In economics, a recession is a business cycle contraction, a general slowdown in economic activity. During recessions, many macroeconomic indicators vary in a similar way. Production, as measured by gross domestic product (GDP), employment, investment spending, capacity utilization, household incomes, business profits, and inflation all fall, while bankruptcies and the unemployment rate rise.

Recessions generally occur when there is a widespread drop in spending, often following an adverse supply shock or the bursting of an economic bubble. Governments usually respond to recessions by adopting expansionary macroeconomic policies, such as increasing money supply, increasing government spending and decreasing taxation.

Some recessions have been anticipated by stock market declines. Ten recessions were preceded by a stock market decline, by a lead time of 0 to 13 months (average 5.7 months), while ten stock market declines of greater than 10% in the Dow Jones Industrial Average were not followed by a recession.

The real-estate market also usually weakens before a recession.  However real-estate declines can last much longer than recessions. During an economic decline, high yield stocks such as fast moving consumer goods, pharmaceuticals, and tobacco tend to hold up better.

However when the economy starts to recover and the bottom of the market has passed, growth stocks tend to recover faster.

There is significant disagreement about how health care and utilities tend to recover.

Diversifying one's portfolio into international stocks may provide some safety; however, economies that are closely correlated with that of the U.S. may also be affected by a recession in the U.S.

There is a view termed the halfway rule according to which investors start discounting an economic recovery about halfway through a recession. In the 16 U.S. recessions since 1919, the average length has been 13 months, although the recent recessions have been shorter. Thus if the 2008 recession followed the average, the downturn in the stock market would have bottomed around November 2008. The actual US stock market bottom of the 2008 recession was in March 2009.
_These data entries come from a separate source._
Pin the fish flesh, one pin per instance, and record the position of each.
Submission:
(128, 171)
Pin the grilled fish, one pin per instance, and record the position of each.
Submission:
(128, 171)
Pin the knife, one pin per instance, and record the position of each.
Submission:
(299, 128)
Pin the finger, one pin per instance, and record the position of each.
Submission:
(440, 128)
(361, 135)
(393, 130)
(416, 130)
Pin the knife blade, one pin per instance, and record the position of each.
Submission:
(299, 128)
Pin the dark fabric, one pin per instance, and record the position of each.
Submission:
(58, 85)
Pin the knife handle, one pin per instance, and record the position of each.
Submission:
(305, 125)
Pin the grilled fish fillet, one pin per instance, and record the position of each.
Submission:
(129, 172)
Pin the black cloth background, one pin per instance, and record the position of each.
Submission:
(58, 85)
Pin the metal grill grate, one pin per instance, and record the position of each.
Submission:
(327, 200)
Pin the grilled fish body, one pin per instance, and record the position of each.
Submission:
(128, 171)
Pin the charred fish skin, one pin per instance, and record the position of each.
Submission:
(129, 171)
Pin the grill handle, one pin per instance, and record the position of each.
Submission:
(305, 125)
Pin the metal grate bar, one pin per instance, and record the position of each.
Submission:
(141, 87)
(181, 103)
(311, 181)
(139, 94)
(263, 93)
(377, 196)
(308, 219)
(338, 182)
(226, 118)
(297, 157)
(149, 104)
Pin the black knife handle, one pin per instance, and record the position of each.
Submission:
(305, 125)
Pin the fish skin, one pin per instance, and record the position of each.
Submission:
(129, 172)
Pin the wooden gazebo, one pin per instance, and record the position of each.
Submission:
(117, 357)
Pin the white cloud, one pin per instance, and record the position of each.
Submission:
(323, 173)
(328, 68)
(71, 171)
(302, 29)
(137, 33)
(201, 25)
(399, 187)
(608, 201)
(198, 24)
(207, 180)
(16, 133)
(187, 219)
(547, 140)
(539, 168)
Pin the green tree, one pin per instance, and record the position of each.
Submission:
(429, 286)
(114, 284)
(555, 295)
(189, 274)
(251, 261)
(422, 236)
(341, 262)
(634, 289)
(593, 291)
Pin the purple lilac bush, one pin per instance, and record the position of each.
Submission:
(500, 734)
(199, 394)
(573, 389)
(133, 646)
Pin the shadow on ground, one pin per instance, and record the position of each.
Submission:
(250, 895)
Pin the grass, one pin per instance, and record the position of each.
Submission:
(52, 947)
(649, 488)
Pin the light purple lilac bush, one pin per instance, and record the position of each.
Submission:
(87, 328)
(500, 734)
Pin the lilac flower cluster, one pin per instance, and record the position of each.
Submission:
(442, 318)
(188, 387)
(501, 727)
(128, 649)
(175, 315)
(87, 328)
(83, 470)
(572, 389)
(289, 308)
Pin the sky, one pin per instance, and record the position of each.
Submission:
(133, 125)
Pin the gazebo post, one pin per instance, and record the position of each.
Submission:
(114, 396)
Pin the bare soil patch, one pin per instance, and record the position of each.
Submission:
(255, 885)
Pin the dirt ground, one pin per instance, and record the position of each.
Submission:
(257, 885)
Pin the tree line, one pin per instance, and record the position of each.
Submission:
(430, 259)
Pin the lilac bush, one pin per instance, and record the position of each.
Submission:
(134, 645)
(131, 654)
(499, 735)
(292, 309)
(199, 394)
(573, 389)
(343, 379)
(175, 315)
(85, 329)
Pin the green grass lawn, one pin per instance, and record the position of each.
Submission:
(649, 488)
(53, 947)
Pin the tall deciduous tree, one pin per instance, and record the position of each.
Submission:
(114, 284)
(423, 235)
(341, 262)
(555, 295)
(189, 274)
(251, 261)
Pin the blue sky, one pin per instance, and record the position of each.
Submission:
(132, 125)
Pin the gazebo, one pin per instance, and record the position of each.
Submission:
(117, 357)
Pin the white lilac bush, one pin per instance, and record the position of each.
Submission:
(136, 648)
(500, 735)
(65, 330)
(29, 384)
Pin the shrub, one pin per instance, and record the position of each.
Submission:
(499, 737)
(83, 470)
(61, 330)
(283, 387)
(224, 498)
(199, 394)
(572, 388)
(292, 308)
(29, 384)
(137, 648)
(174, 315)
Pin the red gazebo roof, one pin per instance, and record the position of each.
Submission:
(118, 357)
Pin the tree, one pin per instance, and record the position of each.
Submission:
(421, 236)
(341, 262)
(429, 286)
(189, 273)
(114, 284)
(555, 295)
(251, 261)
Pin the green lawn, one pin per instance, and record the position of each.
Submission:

Most mainstream economists believe that recessions are caused by inadequate aggregate demand in the economy, and favor the use of expansionary macroeconomic policy during recessions. Strategies favored for moving an economy out of a recession vary depending on which economic school the policymakers follow. Monetarists would favor the use of expansionary monetary policy, while Keynesian economists may advocate increased government spending to spark economic growth.

 Supply-side economists may suggest tax cuts to promote business capital investment. When interest rates reach the boundary of an interest rate of zero percent conventional monetary policy can no longer be used and government must use other measures to stimulate recovery. Keynesians argue that fiscal policy, tax cuts or increased government spending, will work when monetary policy fails. Spending is more effective because of its larger multiplier but tax cuts take effect faster.

Australia from my perspective is in a recession, for long-term investors this means you need to focus on making sure you are holding blue chip stocks paying a high dividend yield.

At the same time keep an eye on the growth stocks and maintain some exposure as once the recession’s starts to break these stocks will be very profitable.

Real Estate prices will fall as it becomes harder to obtain credit, as business owner’s focus on reducing business debt as opposed to lifestyle changes and households start to feel the pinch of increases expenses.  

Regardless of how much the Government tries to talk up the economy the tough times are still to come for us individuals.

For investors now is the time to buy those investments, which will provide you with the wealth in the long term being 3-5 years.